Из самых тревожных мыслей, которые я напрасно пытался гнать, больше всего донимала мысль о том, что Слайкер сообщил о слабости двух своих важнейших чувств. Едва ли он признался бы в этом человеку, которому предстоит долгая жизнь.
Минуты во мгле текли неспешно. Время от времени я слышал шуршание папок, но только единожды с тихим щелчком закрылся ящик.
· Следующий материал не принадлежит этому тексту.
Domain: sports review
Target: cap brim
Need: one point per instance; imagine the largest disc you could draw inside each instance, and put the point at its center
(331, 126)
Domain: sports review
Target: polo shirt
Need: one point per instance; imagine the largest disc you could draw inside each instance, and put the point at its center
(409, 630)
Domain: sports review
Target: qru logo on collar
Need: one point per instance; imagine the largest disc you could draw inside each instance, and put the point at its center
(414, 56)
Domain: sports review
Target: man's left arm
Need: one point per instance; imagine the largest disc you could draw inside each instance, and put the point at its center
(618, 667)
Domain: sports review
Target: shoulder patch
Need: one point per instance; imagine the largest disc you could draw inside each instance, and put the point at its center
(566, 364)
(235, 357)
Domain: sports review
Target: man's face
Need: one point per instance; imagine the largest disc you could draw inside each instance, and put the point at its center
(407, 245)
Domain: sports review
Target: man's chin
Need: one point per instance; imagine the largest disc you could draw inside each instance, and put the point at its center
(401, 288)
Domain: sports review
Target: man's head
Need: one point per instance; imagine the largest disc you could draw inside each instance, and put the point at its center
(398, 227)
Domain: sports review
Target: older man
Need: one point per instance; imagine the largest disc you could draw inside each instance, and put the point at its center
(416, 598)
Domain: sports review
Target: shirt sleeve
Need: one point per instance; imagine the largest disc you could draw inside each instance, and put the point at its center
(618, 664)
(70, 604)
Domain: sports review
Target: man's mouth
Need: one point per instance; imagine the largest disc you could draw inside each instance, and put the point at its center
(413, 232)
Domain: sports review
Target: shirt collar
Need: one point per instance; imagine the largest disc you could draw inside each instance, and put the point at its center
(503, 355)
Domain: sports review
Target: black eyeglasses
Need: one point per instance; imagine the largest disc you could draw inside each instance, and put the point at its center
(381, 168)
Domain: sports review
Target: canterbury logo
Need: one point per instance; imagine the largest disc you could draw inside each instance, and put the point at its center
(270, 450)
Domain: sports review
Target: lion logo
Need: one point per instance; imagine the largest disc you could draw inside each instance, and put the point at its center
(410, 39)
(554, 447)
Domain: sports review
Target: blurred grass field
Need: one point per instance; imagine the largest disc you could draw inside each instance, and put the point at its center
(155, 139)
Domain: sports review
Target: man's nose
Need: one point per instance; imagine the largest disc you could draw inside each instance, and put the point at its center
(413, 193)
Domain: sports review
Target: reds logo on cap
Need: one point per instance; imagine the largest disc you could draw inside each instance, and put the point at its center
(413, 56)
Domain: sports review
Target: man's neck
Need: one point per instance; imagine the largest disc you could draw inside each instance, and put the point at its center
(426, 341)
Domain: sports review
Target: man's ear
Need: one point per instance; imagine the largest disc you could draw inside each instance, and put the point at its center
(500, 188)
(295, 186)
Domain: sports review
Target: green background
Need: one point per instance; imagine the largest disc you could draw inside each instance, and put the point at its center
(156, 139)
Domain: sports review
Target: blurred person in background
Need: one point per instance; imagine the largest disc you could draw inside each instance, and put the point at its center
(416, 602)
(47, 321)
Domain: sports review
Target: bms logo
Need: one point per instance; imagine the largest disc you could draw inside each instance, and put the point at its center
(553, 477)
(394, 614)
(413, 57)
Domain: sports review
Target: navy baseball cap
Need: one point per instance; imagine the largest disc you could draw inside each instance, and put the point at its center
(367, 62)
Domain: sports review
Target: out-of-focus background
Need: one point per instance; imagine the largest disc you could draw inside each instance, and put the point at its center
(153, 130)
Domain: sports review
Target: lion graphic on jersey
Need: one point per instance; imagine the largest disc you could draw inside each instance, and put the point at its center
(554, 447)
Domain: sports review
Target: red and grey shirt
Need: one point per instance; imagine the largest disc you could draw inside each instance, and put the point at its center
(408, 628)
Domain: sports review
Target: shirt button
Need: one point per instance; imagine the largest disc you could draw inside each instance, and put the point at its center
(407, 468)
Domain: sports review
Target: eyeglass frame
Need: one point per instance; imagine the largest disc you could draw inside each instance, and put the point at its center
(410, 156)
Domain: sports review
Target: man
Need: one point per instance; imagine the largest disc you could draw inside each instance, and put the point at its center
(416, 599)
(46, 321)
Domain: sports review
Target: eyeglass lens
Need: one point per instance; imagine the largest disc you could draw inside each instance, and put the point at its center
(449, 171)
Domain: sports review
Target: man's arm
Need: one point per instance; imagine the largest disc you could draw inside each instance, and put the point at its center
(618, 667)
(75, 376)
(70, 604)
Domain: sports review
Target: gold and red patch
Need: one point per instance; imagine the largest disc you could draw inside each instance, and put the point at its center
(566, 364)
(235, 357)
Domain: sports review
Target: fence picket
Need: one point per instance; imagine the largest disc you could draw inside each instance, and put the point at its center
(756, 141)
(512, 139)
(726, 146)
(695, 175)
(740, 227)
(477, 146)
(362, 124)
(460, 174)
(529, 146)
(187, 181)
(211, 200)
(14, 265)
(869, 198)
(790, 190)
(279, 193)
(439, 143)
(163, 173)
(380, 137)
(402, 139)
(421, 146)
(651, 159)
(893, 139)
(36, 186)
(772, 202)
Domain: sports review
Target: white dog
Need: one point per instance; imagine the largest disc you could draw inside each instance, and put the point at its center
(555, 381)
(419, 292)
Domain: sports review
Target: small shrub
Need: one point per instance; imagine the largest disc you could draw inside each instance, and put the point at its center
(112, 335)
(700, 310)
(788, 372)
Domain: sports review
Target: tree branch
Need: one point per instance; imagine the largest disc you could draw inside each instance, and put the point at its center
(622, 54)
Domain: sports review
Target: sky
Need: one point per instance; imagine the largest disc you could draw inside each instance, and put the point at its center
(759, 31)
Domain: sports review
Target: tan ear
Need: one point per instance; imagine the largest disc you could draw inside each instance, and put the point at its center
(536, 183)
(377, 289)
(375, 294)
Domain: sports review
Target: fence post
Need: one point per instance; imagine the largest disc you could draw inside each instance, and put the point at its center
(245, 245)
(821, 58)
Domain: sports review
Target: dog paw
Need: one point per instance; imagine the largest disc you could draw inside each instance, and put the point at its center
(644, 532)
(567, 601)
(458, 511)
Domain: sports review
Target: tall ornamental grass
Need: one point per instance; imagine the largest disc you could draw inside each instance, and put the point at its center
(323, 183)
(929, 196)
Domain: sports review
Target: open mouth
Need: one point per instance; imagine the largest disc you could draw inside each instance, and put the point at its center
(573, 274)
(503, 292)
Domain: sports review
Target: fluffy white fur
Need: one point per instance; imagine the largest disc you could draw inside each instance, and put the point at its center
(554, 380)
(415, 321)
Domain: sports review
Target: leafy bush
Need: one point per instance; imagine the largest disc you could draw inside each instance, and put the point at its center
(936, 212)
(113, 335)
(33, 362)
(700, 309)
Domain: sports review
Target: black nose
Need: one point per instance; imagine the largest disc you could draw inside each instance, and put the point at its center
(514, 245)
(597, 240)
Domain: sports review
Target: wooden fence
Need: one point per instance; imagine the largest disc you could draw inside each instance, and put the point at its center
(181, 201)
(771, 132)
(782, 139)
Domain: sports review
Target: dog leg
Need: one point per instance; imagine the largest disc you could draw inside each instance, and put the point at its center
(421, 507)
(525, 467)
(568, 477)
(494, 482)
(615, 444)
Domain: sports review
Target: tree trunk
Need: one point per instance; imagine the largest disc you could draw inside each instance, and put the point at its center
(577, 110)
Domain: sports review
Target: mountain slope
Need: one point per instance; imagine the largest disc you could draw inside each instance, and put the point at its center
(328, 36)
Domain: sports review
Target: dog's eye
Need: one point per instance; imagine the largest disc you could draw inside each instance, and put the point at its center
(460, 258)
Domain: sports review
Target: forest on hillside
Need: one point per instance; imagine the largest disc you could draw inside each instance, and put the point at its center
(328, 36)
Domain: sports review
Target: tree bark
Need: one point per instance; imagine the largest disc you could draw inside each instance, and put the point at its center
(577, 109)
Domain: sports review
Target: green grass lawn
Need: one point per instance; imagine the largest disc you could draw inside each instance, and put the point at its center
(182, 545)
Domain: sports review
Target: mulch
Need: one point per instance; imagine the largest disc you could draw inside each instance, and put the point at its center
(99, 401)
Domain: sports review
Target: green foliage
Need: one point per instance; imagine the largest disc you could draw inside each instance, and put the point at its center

Это подсказало мне, что Слайкер еще не управился с уборкой.
Я напряг частичку разума – сущую крошку, которую отважился избавить от контроля за дыханием, – в попытке услышать что-нибудь еще, но не уловил даже слабейшего отголоска городской жизни. Стены кабинета были непроницаемы не только для света, но и для звука. Впрочем, даже будь иначе, у меня не было бы ни малейшей возможности позвать на помощь.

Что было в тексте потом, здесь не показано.